Since your main goal appears to be to display the information in interesting and flexible ways I'd go with separate rows for each data point. I presume most of the effort required to write this program well is likely on the display side, you should minimize the complexity on that side as much as possible.
Storing data in BLOBs is good if the content isn't relevent and you would never want to run queries against it. In this case, your data will be the contents of the database, and therefore, very relevent.
I think you should:
1.Store every sample in a row of its own: when I receive a signal, break it to samples, and store each sample separately with its timestamp. Assume the timestamps can be normalized across signals.
I see two database operations here: the first is to store the data as it comes in, and the second is to retrieve the data in a (potentially large) number of ways.
As Kieveli says, since you'll be using discrete parts of the data (as opposed to all of the data all at once), storing it as a blob won't help you when it comes time to read it. So for the first task, storing the data line by line would be optimal.
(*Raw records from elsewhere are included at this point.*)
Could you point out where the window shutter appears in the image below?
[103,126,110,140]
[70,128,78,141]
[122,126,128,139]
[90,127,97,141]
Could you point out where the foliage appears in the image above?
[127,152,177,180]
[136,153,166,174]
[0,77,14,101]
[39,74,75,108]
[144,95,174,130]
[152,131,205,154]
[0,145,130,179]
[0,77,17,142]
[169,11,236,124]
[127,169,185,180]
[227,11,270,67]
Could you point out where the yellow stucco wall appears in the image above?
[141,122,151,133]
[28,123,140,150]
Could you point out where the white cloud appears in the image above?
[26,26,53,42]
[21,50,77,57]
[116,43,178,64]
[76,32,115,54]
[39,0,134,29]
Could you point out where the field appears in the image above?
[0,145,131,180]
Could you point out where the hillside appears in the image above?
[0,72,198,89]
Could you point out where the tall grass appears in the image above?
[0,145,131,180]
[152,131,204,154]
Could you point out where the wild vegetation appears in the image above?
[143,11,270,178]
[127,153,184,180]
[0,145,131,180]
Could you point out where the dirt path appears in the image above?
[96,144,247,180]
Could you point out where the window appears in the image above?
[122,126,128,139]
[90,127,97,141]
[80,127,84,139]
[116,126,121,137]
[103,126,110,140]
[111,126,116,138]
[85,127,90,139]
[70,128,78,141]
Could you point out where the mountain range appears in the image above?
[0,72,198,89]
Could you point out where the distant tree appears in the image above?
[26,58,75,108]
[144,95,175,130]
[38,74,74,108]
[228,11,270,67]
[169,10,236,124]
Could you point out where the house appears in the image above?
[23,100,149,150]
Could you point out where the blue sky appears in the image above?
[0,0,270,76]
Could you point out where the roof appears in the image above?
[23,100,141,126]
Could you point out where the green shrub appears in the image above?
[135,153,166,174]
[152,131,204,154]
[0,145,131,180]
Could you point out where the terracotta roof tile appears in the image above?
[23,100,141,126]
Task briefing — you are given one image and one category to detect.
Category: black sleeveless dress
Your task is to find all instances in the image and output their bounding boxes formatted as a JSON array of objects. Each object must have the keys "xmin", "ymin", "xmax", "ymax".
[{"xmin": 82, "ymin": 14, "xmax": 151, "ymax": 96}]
This might also be "good enough" when querying the data. However, if performance is an issue, and/or if you get massive amounts of volume [100,000 sensors x 1 per 15 minutes x 4 hours = 9,600,000 rows per day, x 5 years = 17,529,600,000 or so rows in five years]. To my mind, if you want to write flexible queries against that kind of data, you'll want some form of star schema structure (as gets used in data warehouses).
Whether you load the data directly into the warehouse, or let it build up "row by row" to be added to the warehouse ever day/week/month/whatever, depends on time, effort, available resources, and so on.
A final suggestion: when you set up a test environment for your new code, load it with several years of (dummy) data, to see how it will perform.